Mitigating Frequency Bias and Anisotropy in Language Model Pre-Training with Syntactic Smoothing
This addresses a fundamental issue in language model pre-training that affects generalization and representation quality, though it is incremental as it builds on known problems with maximum likelihood training.
The paper tackled the problem of language models' reliance on token frequency, which leads to poor generalization on infrequent tokens and anisotropy in representations, by introducing Syntactic Smoothing to adjust the training objective, resulting in better performance on infrequent English tokens and reduced anisotropy.

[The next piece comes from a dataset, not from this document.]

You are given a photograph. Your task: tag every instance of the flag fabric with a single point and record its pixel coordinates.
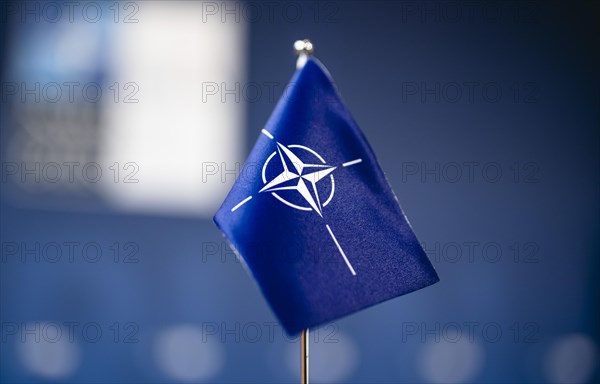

Language models strongly rely on frequency information because they maximize the likelihood of tokens during pre-training. As a consequence, language models tend to not generalize well to tokens that are seldom seen during training. Moreover, maximum likelihood training has been discovered to give rise to anisotropy: representations of tokens in a model tend to cluster tightly in a high-dimensional cone, rather than spreading out over their representational capacity. Our work introduces a method for quantifying the frequency bias of a language model by assessing sentence-level perplexity with respect to token-level frequency. We then present a method for reducing the frequency bias of a language model by inducing a syntactic prior over token representations during pre-training. Our Syntactic Smoothing method adjusts the maximum likelihood objective function to distribute the learning signal to syntactically similar tokens. This approach results in better performance on infrequent English tokens and a decrease in anisotropy. We empirically show that the degree of anisotropy in a model correlates with its frequency bias.